Christopher Sloan is an artist and designer who is passionate about art, science, and technology. He believes that our future depends on more of us understanding the universe we live in and how it works. He is an advocate of artists helping to bridge the gap between art and science and calls this effort Art-for-Our-Sake.
Sloan was Art Director and Senior Editor at National Geographic Magazine from 1992 to 2010 and supervised the artwork for many of the magazine’s most memorable stories.

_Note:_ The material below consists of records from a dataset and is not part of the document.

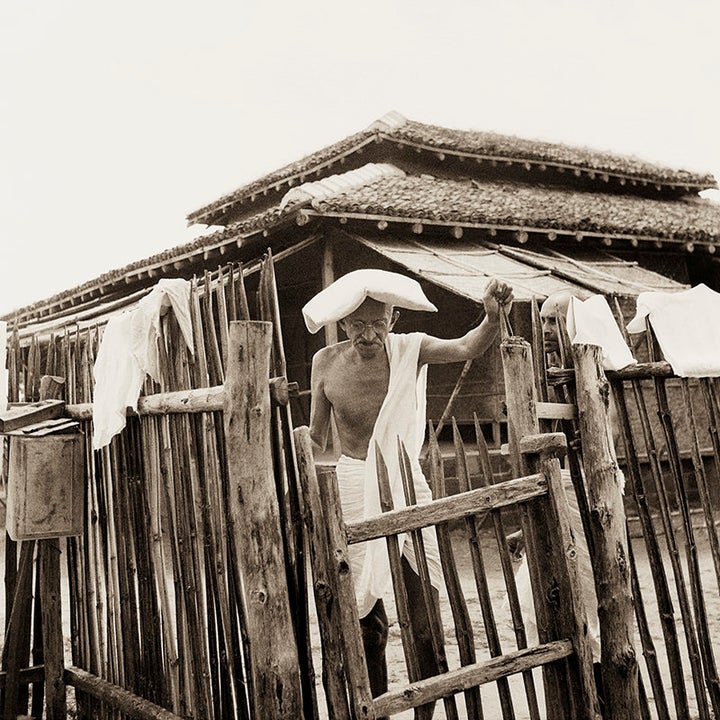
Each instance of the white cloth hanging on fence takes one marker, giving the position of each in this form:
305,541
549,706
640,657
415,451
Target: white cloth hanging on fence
128,351
687,328
591,322
3,368
585,573
402,416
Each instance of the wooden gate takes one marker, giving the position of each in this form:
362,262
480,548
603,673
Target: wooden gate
538,500
668,445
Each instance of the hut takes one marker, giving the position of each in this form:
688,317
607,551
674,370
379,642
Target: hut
452,208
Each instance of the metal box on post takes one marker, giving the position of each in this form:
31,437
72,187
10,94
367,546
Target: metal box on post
46,484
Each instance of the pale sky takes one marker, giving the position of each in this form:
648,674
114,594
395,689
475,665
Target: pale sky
118,119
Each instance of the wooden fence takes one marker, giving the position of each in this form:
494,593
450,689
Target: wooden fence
188,595
669,450
562,650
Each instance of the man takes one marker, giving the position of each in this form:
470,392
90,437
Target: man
373,383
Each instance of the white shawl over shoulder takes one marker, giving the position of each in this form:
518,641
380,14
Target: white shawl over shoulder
402,416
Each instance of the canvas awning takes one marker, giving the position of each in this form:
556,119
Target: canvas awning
465,268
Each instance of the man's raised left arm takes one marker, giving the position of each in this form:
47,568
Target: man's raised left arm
474,343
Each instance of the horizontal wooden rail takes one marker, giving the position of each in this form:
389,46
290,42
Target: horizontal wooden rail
556,411
470,676
116,697
36,673
640,371
472,502
209,399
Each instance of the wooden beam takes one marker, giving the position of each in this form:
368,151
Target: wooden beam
473,502
255,512
556,411
116,697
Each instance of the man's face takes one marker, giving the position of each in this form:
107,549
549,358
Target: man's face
551,335
554,307
368,326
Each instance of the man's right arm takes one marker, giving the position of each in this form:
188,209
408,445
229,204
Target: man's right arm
319,404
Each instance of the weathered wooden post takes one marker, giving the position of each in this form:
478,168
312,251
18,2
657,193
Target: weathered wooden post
254,507
542,555
610,543
520,396
557,592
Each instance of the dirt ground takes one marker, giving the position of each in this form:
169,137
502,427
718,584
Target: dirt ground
491,705
490,699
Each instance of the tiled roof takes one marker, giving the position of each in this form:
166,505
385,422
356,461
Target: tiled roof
490,146
529,206
499,146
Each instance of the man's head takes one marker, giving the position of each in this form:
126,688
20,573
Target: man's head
369,325
554,307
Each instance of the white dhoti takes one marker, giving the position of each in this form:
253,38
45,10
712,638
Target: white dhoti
402,416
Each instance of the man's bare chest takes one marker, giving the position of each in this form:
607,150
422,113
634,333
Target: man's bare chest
358,391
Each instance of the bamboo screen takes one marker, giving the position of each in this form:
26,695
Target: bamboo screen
154,600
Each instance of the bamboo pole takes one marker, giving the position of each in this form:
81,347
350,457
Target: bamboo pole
662,591
458,606
706,644
402,602
481,673
648,647
610,543
557,592
358,683
712,408
215,520
53,649
432,609
258,539
291,497
474,535
485,480
521,397
691,630
324,586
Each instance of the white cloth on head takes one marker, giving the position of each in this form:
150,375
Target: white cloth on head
402,416
686,326
128,351
348,292
3,368
591,322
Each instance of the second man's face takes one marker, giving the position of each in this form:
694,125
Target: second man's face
368,326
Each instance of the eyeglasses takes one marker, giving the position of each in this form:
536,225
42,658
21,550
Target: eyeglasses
358,326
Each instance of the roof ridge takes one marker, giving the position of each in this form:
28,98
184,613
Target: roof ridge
319,190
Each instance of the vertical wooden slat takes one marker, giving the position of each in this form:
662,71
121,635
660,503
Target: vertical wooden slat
16,648
431,608
698,595
258,542
290,496
402,603
361,702
689,625
610,544
458,606
485,479
474,532
557,590
53,651
324,586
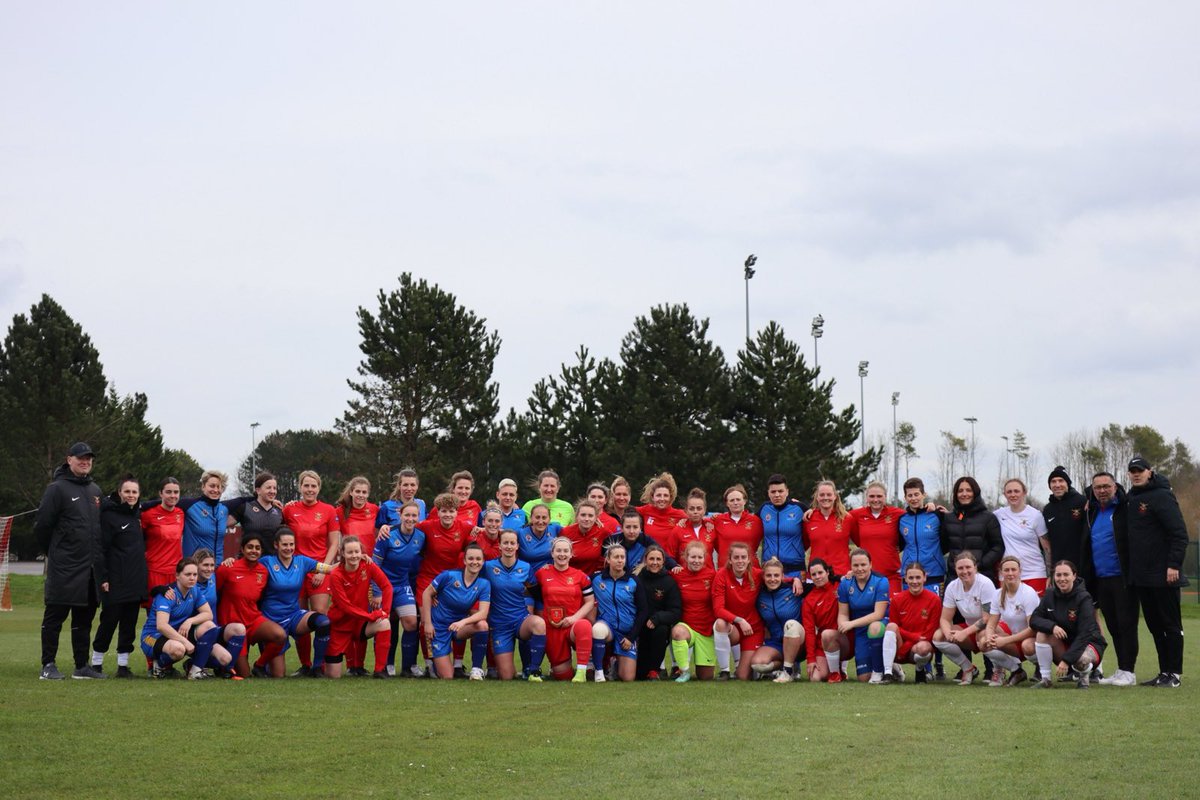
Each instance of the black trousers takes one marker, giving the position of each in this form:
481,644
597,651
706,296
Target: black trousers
1119,603
81,631
120,618
1161,607
652,645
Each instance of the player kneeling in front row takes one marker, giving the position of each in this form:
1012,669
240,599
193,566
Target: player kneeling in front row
1067,632
913,619
352,615
457,593
622,609
779,606
180,625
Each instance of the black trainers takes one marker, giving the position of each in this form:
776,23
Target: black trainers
51,672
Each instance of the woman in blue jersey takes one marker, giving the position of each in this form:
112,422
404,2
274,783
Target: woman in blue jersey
863,614
622,611
538,536
510,617
780,609
179,624
460,612
397,552
286,573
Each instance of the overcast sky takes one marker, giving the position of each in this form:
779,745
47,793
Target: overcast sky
997,206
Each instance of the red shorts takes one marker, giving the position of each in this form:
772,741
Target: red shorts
309,590
753,642
341,637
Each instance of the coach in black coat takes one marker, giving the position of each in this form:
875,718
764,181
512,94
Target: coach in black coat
67,530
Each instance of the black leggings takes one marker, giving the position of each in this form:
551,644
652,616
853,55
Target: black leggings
121,619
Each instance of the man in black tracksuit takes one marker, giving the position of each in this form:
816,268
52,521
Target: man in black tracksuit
1157,542
1066,519
67,530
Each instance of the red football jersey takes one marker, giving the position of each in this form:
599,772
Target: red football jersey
747,530
660,525
917,617
312,527
360,522
239,588
733,599
819,613
563,589
587,551
880,536
828,537
163,531
352,591
696,591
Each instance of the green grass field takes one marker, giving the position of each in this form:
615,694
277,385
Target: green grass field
407,738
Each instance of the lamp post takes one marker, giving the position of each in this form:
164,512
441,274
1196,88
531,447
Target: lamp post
895,450
862,402
972,420
751,259
817,332
253,449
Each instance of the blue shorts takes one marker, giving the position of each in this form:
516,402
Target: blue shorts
443,643
402,594
504,633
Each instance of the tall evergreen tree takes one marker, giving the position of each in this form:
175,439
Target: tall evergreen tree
784,421
426,396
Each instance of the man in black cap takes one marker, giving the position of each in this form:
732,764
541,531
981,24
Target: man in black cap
1066,519
1158,539
67,530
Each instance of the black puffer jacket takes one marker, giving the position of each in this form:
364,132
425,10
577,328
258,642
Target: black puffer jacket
67,530
1066,525
972,528
1073,612
1120,534
1158,537
663,600
123,545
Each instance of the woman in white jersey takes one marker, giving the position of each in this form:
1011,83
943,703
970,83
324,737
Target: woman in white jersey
1008,637
970,595
1025,535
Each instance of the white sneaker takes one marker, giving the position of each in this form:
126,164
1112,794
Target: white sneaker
1122,678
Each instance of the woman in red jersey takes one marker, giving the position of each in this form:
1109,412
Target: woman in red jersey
567,600
828,529
587,539
599,494
736,605
318,536
913,618
737,525
353,615
695,626
659,516
819,617
489,537
877,531
355,512
240,585
461,485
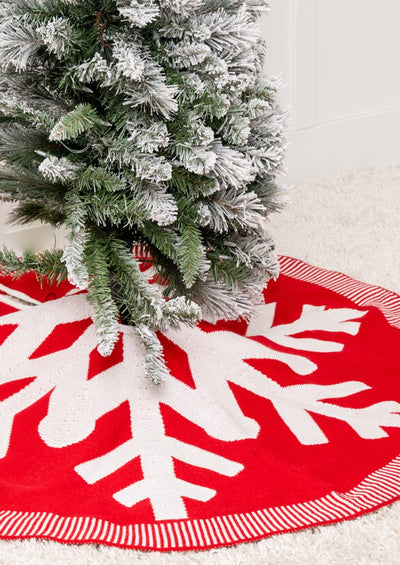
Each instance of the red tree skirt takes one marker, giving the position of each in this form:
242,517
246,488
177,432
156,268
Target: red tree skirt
290,421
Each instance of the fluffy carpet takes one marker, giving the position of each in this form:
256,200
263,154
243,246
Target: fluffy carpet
347,223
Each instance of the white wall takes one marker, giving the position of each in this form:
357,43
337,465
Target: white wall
339,61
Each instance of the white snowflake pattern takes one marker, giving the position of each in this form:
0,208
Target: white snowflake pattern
76,403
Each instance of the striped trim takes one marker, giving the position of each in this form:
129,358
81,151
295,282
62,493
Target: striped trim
377,489
360,293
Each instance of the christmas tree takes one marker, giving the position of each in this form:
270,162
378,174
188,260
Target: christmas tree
147,129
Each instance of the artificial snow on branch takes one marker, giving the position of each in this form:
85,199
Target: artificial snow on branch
143,125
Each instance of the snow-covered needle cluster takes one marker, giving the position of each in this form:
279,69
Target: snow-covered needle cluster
146,128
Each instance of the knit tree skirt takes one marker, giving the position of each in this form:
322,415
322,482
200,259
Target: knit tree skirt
288,421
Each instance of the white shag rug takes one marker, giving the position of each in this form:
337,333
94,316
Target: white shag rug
348,223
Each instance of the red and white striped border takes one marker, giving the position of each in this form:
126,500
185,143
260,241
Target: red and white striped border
377,489
360,293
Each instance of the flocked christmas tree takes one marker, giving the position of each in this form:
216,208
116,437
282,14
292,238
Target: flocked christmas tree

In 2019, he was selected to be the Artist-in-Residence at the Hopkins Extreme Materials Institute (HEMI) Extreme Arts program, a collaboration between Johns Hopkins University and the Maryland Institute College of Art (MICA).
At MICA, Sloan teaches Information and Data Visualization Literacy and Cognition and Perception in the Masters program for Data Analytics and Visualization. Sloan is also part-time faculty at the Art Acade-my University in San Francisco where he teaches classes in visualizing science and animal anatomy.
From 2014 to 2018, Sloan served as the Executive Director of the Allegany Arts Council in Cumberland, Maryland. Sloan helped launch the community’s creative placemaking and public art initiatives. He continues to be involved with local arts through their S.T.E.A.M. outreach program—a mobile ArtLab—which brings engaging digital arts programming to students in the county, as well as local public art projects.
Sloan’s home and studio are in Cumberland, Maryland.